A subsequent report dated 2 September 2009 and written after the family had visited the appellant in Jamaica, said:
Rachel and Andrew were able to initiate a discussion with R regarding the reason for Andrew’s departure and the fact that he is unlikely to return to the UK, at least for the foreseeable future. They feel that this has helped R to develop a better understanding of the current situation and has allowed her the opportunity to ask questions about her father’s departure. R’s behaviour has continued to improve and there have been no signs of distress or emotional outbursts since her return from holiday. Rachel feels that R is now coping reasonably well with the fact that her father will be living in Jamaica, and apparently R was looking forward to coming back to the UK to see her friends.

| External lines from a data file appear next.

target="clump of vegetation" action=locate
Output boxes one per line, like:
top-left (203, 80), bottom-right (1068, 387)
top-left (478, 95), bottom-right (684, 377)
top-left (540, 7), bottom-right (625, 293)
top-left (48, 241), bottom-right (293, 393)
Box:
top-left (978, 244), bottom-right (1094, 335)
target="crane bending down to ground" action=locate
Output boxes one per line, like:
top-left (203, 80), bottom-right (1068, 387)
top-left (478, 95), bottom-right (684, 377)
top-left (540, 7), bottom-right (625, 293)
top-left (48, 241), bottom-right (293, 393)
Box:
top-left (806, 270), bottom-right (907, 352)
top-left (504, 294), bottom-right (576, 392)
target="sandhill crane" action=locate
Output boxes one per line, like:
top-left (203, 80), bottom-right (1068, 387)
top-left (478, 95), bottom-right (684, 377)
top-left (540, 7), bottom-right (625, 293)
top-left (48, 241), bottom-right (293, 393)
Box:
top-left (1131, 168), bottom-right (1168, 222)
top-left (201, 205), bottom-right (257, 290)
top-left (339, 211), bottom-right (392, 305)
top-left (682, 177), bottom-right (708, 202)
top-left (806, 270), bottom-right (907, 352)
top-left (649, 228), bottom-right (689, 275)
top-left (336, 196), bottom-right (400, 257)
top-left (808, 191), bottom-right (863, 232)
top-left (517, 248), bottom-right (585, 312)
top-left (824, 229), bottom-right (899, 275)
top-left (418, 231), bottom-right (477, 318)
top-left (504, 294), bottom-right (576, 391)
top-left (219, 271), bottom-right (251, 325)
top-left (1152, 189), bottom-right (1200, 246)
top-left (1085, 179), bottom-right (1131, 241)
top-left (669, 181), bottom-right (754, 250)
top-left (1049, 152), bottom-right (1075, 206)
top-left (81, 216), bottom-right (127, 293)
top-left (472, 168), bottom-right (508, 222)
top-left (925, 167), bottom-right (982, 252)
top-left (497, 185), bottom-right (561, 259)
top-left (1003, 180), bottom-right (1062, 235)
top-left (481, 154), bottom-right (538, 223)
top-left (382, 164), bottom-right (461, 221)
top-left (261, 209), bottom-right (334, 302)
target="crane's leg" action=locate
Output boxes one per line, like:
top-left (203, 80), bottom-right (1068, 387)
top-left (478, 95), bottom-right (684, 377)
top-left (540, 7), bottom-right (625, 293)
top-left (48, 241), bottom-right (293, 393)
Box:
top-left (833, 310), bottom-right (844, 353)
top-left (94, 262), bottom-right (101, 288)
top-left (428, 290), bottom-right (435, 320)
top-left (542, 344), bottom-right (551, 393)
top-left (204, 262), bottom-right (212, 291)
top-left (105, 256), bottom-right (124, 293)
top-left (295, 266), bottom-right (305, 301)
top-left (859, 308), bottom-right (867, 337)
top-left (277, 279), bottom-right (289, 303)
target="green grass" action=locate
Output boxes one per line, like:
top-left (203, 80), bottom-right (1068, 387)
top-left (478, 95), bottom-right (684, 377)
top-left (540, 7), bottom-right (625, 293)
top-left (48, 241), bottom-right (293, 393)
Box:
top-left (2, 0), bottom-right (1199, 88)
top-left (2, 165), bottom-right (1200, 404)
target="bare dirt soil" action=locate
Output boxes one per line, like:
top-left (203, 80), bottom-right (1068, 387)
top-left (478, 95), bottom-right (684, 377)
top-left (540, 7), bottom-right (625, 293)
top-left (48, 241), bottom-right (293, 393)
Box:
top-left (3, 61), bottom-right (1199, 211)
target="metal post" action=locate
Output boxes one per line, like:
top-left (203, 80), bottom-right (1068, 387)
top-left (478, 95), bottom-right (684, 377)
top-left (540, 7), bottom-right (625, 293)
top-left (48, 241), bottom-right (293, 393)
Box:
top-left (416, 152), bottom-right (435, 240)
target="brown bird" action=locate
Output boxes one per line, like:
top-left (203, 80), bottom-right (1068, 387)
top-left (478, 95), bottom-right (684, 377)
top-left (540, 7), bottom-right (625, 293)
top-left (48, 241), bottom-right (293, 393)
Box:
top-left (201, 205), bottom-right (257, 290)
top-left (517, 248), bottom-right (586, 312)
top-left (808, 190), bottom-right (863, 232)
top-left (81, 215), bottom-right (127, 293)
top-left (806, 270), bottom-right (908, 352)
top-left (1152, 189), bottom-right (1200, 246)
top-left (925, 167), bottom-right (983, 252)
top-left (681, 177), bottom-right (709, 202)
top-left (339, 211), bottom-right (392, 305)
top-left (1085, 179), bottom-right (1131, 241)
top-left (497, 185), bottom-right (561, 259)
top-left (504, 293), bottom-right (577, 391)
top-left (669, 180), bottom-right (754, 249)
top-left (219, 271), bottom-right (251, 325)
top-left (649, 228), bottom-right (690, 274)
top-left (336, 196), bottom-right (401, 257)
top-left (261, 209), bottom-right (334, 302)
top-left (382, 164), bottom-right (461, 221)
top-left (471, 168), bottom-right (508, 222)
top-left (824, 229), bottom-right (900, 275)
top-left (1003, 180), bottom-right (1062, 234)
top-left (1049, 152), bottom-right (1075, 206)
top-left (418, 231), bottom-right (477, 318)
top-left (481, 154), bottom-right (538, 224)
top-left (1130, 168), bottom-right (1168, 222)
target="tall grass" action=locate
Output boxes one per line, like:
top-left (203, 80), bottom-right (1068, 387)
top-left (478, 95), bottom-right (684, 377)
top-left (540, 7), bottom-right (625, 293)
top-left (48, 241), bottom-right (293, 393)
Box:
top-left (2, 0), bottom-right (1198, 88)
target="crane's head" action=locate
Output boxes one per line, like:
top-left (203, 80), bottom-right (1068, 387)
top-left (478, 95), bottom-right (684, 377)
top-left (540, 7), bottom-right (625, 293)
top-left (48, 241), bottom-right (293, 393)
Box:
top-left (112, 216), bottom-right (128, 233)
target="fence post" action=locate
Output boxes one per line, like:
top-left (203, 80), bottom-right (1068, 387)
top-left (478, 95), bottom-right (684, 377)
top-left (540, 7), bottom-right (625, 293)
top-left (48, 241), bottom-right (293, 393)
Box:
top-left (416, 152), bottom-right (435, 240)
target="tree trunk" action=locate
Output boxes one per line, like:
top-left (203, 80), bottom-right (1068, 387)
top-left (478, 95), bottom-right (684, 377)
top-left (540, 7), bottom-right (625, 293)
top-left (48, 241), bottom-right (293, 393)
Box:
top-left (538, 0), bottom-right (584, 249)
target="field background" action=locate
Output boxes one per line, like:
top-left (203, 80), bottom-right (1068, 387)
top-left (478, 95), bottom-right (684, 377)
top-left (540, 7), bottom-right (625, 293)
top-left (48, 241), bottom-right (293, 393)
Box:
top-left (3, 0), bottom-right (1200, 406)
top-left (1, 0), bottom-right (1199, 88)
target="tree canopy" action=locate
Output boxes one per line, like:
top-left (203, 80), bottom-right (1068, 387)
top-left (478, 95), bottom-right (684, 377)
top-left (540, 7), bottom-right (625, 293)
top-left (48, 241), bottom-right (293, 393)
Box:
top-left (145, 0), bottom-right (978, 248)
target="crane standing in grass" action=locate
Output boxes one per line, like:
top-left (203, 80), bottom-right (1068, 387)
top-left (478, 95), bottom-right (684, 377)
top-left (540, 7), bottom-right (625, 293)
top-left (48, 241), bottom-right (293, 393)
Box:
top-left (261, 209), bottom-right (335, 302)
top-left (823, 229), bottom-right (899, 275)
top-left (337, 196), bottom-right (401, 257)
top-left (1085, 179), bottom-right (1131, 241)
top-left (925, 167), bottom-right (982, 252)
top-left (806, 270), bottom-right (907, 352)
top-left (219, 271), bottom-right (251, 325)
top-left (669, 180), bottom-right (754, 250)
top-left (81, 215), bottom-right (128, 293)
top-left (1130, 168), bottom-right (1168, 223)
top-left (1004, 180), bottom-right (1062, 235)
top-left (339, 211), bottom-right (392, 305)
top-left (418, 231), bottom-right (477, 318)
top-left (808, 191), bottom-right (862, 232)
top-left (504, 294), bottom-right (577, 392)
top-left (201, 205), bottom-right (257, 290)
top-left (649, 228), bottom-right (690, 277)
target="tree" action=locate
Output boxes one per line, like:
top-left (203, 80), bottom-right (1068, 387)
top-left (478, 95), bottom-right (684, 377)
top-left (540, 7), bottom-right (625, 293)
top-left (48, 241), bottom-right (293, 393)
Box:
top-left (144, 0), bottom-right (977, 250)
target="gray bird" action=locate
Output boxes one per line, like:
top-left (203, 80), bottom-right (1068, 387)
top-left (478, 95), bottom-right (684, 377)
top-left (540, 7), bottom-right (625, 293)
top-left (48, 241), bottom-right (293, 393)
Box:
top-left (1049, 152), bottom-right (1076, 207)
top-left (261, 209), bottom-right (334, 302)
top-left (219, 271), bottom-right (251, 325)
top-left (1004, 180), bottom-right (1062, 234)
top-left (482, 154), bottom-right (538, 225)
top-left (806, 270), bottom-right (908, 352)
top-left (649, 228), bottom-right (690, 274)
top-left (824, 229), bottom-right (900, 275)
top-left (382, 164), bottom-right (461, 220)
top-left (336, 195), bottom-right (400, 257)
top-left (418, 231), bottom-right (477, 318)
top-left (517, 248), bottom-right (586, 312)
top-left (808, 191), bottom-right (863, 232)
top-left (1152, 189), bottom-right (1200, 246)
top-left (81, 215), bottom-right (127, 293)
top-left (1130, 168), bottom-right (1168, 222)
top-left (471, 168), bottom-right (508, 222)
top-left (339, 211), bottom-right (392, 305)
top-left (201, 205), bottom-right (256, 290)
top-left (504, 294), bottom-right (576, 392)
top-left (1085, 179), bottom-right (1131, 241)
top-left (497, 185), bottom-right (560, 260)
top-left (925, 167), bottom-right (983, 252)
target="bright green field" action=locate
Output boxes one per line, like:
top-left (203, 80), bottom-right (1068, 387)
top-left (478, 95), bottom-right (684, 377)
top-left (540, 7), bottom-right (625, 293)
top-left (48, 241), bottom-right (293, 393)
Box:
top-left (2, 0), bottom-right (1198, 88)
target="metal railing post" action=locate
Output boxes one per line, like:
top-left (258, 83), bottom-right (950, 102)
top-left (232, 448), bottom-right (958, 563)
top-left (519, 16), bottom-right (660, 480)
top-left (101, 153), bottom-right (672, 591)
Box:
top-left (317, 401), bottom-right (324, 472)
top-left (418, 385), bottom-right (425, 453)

At Mr Jones’ invitation we have read a further report of Mr Yeadon, written in November 2010, a year after IJ Brunnen’s decision. It records a “cyclical pattern” of behavioural disturbance following – now – two visits to the appellant, and expresses the view that the appellant’s return would have a positive impact, although the fear of further disruption would make for continuing “testing out” behaviour.
If we had considered this recent report to cast a potentially decisive new light on the art 8 case, we would have had to consider whether some form of intervention by this court was required. But what it demonstrates above all is that it is the continuing uncertainty about her father’s role in her life that is having a predictably disruptive effect on R’s development. That uncertainty is in no small part a function of these proceedings, and it is to the question whether these have now reached finality that we must return.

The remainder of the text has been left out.